Associazione a delinquere finalizzata alla truffa, autoriciclaggio e appropriazione indebita: se le notizie trapelate fino ad oggi fossero anche solo in parte confermate, per la Lombardia colpita dal Covid-19 sarebbe uno scandalo non da poco. La Procura di Cremona ha indagato tre noti imprenditori – Renato Crotti, Cristiano Bozzoli e Attilio Mazzetti – che da coordinatori della raccolta fondi milionaria per il coronavirus avrebbero speso e trasferito parte di quei soldi per scopi e usi personali.

In queste ore sono in corso le perquisizioni della Guardia di Finanza, che avrebbe già “visitato” le abitazioni e le proprietà dei tre indagati. Il suo ruolo ancora non è chiaro, ma nella requisitoria della Procura non manca il nome del prete don Alberto Mangili, che in qualche modo potrebbe aver collaborato nella “distrazione” del denaro, fingendo che questo venisse trasferito a favore di una cooperativa.

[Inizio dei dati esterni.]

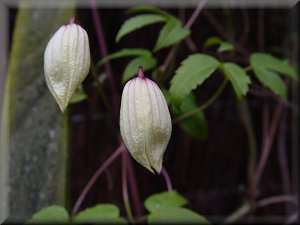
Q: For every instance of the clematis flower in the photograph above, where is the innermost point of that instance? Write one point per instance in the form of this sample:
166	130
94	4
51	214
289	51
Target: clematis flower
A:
145	121
66	62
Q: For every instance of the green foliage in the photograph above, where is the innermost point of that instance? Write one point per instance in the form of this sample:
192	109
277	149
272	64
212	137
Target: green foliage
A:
223	45
164	200
266	69
193	72
196	125
137	22
102	213
51	214
148	62
176	216
238	78
170	34
166	207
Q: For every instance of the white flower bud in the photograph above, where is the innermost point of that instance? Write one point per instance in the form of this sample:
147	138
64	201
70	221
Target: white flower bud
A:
66	62
145	121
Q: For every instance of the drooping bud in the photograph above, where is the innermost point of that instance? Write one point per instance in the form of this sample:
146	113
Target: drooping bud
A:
66	62
145	121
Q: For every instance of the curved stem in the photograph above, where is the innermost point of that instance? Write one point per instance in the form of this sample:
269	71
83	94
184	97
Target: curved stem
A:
124	187
92	181
167	179
204	105
195	14
190	22
104	52
265	150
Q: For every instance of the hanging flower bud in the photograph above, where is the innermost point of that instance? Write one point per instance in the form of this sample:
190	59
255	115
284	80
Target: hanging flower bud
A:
66	62
145	121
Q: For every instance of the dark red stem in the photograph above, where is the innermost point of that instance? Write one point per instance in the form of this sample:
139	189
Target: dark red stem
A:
104	52
94	178
141	72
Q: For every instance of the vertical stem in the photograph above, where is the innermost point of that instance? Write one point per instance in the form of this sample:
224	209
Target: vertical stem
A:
94	178
265	150
195	14
124	186
167	179
282	159
104	52
134	191
246	119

Movimenti sospetti per decine di migliaia di euro

In particolare, sarebbero stati versati l'equivalente di “750 pasti caldi”, ma che poi non sarebbero mai stati cucinati, preparati o consegnati. Tra gli altri movimenti sospetti (da decine di migliaia di euro alla volta) si segnalerebbero un bonifico da oltre 28mila euro a favore dell'azienda di Bozzoli, e altri soldi trasferiti in conti esteri, dalla Bulgaria alla Gran Bretagna.

A supervisionare le operazioni, almeno secondo la Procura, ci sarebbe stato Renato Crotti, direttore della Fondazione Arvedi Buschini – legata al nome delle celebri acciaierie, completamente estranee alla vicenda – e definito dagli inquirenti “gestore di fatto” della onlus “Uniti per la provincia di Cremona”, l'associazione che nei mesi si è occupata di raccogliere fondi donati dai cittadini per l'emergenza sanitaria. In tutto circa 4 milioni di euro, di cui più di 100mila – almeno per ora, e secondo gli inquirenti – sarebbero stati utilizzati in modo tutt'altro che consono alla solidarietà.